2. While the Treasury is in a state of extreme embarrassment, requiring every dollar which it can make available, and when the Government has not only to lay additional taxes, but to borrow money to meet pressing demands, the bill proposes to give away a fruitful source of revenue—which is the same thing as raising money by loan and taxation—not to meet the wants of the Government, but for distribution—a proceeding which I must regard as highly impolitic, if not unconstitutional.
A brief review of the present condition of the public finances will serve to illustrate the true condition of the Treasury and exhibit its actual necessities:
| On the 5th of August (Friday last) there was in the Treasury, in round numbers | $2,150,000 | |
| Necessary to be retained to meet trust funds | $360,000 | |
| Interest on public debt due in October | 80,000 | |
| To redeem Treasury notes and pay the interest | 100,000 | |
| Land distribution under the act of the 4th of September, 1841 | 640,000 | |
| ________ | 1,180,000 | |
| __________ | ||
| Leaving an available amount of | 970,000 |
The Navy Department had drawn requisitions on the Treasury at that time to meet debts actually due, among which are bills under protest for $1,414,000, thus leaving an actual deficit of $444,000.
There was on hand about $100,000 of unissued Treasury notes, assisted by the accruing revenue (amounting to about $150,000 per week, exclusive of receipts on unpaid bonds), to meet requisitions for the Army and the demands of the civil list.
The withdrawal of the sum of $640,000 to be distributed among the States, so soon as the statements and accounts can be made up and completed, by virtue of the provisions of the act of the 4th of September last (of which nearly a moiety goes to a few States, and only about $383,000 is to be divided among all the States), while it adds materially to the embarrassments of the Treasury, affords to the States no decided relief.
No immediate relief from this state of things is anticipated unless (what would most deeply be deplored) the Government could be reconciled to the negotiation of loans already authorized by law at a rate of discount ruinous in itself and calculated most seriously to affect the public credit. So great is the depression of trade that even if the present bill were to become a law and prove to be productive some time would elapse before sufficient supplies would flow into the Treasury, while in the meantime its embarrassments would be continually augmented by the semiannual distribution of the land proceeds.
Indeed, there is but too much ground to apprehend that even if this bill were permitted to become a law—alienating, as it does, the proceeds of the land sales—an actual deficit in the Treasury would occur, which would more than probably involve the necessity of a resort to direct taxation.
Let it be also remarked that $5,500,000 of the public debt becomes redeemable in about two years and a half, which at any sacrifice must be met, while the Treasury is always liable to demands for the payment of outstanding Treasury notes. Such is the gloomy picture which our financial department now presents, and which calls for the exercise of a rigid economy in the public expenditures and the rendering available of all the means within the control of the Government.

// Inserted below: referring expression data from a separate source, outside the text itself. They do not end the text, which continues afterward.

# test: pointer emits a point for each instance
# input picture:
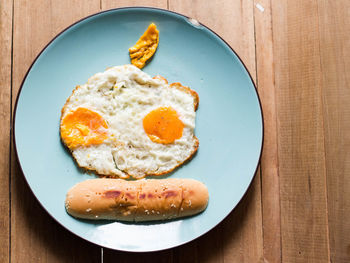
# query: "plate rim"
(147, 8)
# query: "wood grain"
(5, 123)
(334, 28)
(239, 237)
(300, 131)
(35, 236)
(112, 255)
(269, 159)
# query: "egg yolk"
(145, 47)
(83, 127)
(163, 125)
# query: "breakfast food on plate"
(141, 200)
(145, 47)
(123, 123)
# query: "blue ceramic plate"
(228, 124)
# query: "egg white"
(123, 96)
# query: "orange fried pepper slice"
(145, 47)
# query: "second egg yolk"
(83, 127)
(163, 125)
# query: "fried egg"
(123, 123)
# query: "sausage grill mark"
(112, 194)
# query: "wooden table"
(298, 207)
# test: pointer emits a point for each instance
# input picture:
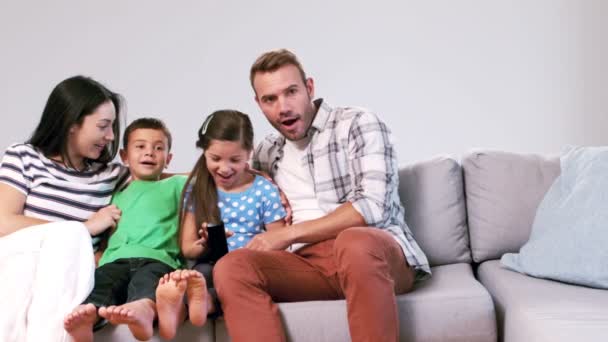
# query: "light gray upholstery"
(532, 309)
(433, 196)
(503, 191)
(451, 306)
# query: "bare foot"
(138, 315)
(198, 298)
(170, 303)
(79, 323)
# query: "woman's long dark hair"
(227, 125)
(69, 103)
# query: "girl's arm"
(191, 243)
(11, 211)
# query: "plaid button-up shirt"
(351, 158)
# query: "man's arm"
(372, 164)
(11, 211)
(323, 228)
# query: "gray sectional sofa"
(464, 215)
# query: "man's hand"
(105, 218)
(274, 240)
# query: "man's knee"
(233, 269)
(358, 242)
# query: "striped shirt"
(54, 192)
(351, 158)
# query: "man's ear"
(123, 157)
(310, 87)
(169, 157)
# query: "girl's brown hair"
(227, 125)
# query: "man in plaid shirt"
(349, 240)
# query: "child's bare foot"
(138, 315)
(198, 298)
(170, 303)
(79, 323)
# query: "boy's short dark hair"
(146, 123)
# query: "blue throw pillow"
(569, 238)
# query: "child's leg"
(202, 299)
(170, 303)
(110, 279)
(140, 310)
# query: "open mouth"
(289, 122)
(222, 177)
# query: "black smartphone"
(216, 242)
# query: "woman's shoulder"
(259, 182)
(23, 148)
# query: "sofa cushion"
(450, 306)
(503, 191)
(533, 309)
(433, 196)
(187, 332)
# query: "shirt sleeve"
(272, 209)
(13, 170)
(373, 165)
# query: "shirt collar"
(322, 116)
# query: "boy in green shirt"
(144, 245)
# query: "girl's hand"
(284, 200)
(106, 217)
(204, 236)
(272, 240)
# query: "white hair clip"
(205, 125)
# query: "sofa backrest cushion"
(503, 191)
(433, 196)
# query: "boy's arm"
(191, 243)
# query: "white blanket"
(45, 272)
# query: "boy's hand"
(105, 218)
(203, 235)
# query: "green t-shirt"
(148, 227)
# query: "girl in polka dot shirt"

I most respectfully submit whether this is a time to give away the proceeds of the land sales when the public lands constitute a fund which of all others may be made most useful in sustaining the public credit. Can the Government be generous and munificent to others when every dollar it can command is necessary to supply its own wants? And if Congress would not hesitate to suffer the provisions of the act of 4th September last to remain unrepealed in case the country was involved in war, is not the necessity for such a course now just as imperative as it would be then?
3. A third objection remains to be urged, which would be sufficient in itself to induce me to return the bill to the House with my objections. By uniting two subjects so incongruous as tariff and distribution it inevitably makes the fate of the one dependent upon that of the other in future contests of party. Can anything be more fatal to the merchant or manufacturer than such an alliance? What they most of all require is a system of moderate duties so arranged as to withdraw the tariff question, as far as possible, completely from the arena of political contention. Their chief want is permanency and stability. Such an increase of the tariff I believe to be necessary in order to meet the economical expenditures of Government. Such an increase, made in the spirit of moderation and judicious discrimination, would, I have no doubt, be entirely satisfactory to the great majority of the American people. In the way of accomplishing a measure so salutary and so imperatively demanded by every public interest, the legislative department will meet with a cordial cooperation on the part of the Executive. This is all that the manufacturer can desire, and it would be a burden readily borne by the people. But I can not too earnestly repeat that in order to be beneficial it must be permanent, and in order to be permanent it must command general acquiescence. But can such permanency be justly hoped for if the tariff question be coupled with that of distribution, as to which a serious conflict of opinion exists among the States and the people, and which enlists in its support a bare majority, if, indeed, there be a majority, of the two Houses of Congress? What permanency or stability can attach to a measure which, warring upon itself, gives away a fruitful source of revenue at the moment it proposes a large increase of taxes on the people? Is the manufacturer prepared to stake himself and his interests upon such an issue?